Remove duplicate throughput call and change string literal check to allow negative offsets by stefandesouza · Pull Request #120 · RRZE-HPC/OSACA

stefandesouza · 2026-01-19T16:20:10Z

The optimal throughput calculation is invoked twice during the inspect() routine which seems to be unecessary.

In the x86 Intel parser code, there seems to be a string literal check that should instead be a dictionary value conditional
if displacement and "operator_disp" == "-":
This results in instructions with negative memory offsets being parsed incorrectly, for example
"\tlea\trcx, OFFSET FLAT:??_R0M@8-4"

codecov · 2026-01-19T16:34:26Z

Codecov Report

✅ All modified and coverable lines are covered by tests.
✅ Project coverage is 90.48%. Comparing base (60d725b) to head (e0d6273).
⚠️ Report is 5 commits behind head on master.

Additional details and impacted files

@@            Coverage Diff             @@
##           master     #120      +/-   ##
==========================================
- Coverage   90.48%   90.48%   -0.01%     
==========================================
  Files          25       25              
  Lines        3668     3667       -1     
==========================================
- Hits         3319     3318       -1     
  Misses        349      349

☔ View full report in Codecov by Sentry.
📢 Have feedback on the report?
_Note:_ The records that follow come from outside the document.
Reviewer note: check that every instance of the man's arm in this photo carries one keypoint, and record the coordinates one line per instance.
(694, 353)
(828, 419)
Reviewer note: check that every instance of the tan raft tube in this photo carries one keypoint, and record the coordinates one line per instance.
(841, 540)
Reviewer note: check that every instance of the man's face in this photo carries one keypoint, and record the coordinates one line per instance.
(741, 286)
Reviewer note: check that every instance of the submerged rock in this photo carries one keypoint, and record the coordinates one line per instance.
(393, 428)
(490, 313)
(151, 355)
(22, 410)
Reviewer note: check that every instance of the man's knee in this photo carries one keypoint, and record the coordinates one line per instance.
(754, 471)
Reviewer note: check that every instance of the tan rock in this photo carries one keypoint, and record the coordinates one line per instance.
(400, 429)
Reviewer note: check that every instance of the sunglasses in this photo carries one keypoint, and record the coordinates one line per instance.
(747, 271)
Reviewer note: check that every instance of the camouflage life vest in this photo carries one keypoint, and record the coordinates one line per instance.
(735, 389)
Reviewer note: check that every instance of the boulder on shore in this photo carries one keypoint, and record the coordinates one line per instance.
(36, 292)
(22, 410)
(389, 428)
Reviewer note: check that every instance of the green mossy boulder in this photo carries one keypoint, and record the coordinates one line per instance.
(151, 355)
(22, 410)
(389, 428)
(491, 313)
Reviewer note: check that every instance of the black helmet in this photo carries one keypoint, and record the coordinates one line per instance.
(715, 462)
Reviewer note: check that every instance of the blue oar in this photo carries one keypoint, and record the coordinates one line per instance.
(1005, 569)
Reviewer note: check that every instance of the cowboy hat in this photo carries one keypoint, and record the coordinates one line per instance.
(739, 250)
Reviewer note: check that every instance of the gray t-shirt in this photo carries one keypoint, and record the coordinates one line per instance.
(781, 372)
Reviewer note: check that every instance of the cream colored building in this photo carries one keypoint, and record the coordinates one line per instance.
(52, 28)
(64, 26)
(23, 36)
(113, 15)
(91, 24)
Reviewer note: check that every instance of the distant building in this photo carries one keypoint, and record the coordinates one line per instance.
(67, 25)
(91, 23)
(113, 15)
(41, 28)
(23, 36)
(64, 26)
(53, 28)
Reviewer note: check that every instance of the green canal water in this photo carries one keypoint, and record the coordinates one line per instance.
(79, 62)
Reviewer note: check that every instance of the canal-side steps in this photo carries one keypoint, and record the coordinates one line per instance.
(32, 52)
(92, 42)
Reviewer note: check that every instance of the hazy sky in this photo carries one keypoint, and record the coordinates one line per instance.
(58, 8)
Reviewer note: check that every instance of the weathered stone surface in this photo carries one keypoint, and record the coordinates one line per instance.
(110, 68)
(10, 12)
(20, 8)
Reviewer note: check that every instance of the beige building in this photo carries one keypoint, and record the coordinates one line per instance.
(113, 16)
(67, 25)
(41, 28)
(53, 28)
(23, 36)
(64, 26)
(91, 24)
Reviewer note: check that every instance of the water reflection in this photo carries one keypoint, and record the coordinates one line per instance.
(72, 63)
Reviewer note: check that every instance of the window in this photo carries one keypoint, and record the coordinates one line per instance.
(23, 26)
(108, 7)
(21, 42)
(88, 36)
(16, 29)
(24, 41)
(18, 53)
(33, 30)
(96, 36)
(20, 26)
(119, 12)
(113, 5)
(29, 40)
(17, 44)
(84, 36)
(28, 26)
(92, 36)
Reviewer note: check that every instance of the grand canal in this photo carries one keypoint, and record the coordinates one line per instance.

Share it here.

🚀 New features to boost your workflow:

❄️ Test Analytics: Detect flaky tests, report on failures, and find test suite problems.

pleroy · 2026-01-19T18:36:34Z

Could we have a test for the parser change? Something that doesn't parse before and parses after.

…pace as well

stefandesouza · 2026-01-20T09:11:20Z

Sure, that's fair. I added two tests of type identifier-offset and identifier+ -offset that fail to parse correctly before and successfully now.

pleroy · 2026-01-20T15:21:29Z

Thanks for adding the test.

I am a tad concerned by the removal of that call to assign_optimal_throughput. I think it would need a deeper analysis: that function adds semantic attributes to the instructions, and it's entirely conceivable that it would take two passes to do the full analysis.

I am not familiar with this part of the code, but I note that the second call was added by @JanLJL in commit 7724ce2 and the same commit added something call "multiple assignments". Do multiple assignments require multiples passes? Is the removal of the second call going to break Zen3?

Of course, if the repeated call was intentional, it would have been good to have a comment, but here we are. I hope that Jan remembers what is going on here.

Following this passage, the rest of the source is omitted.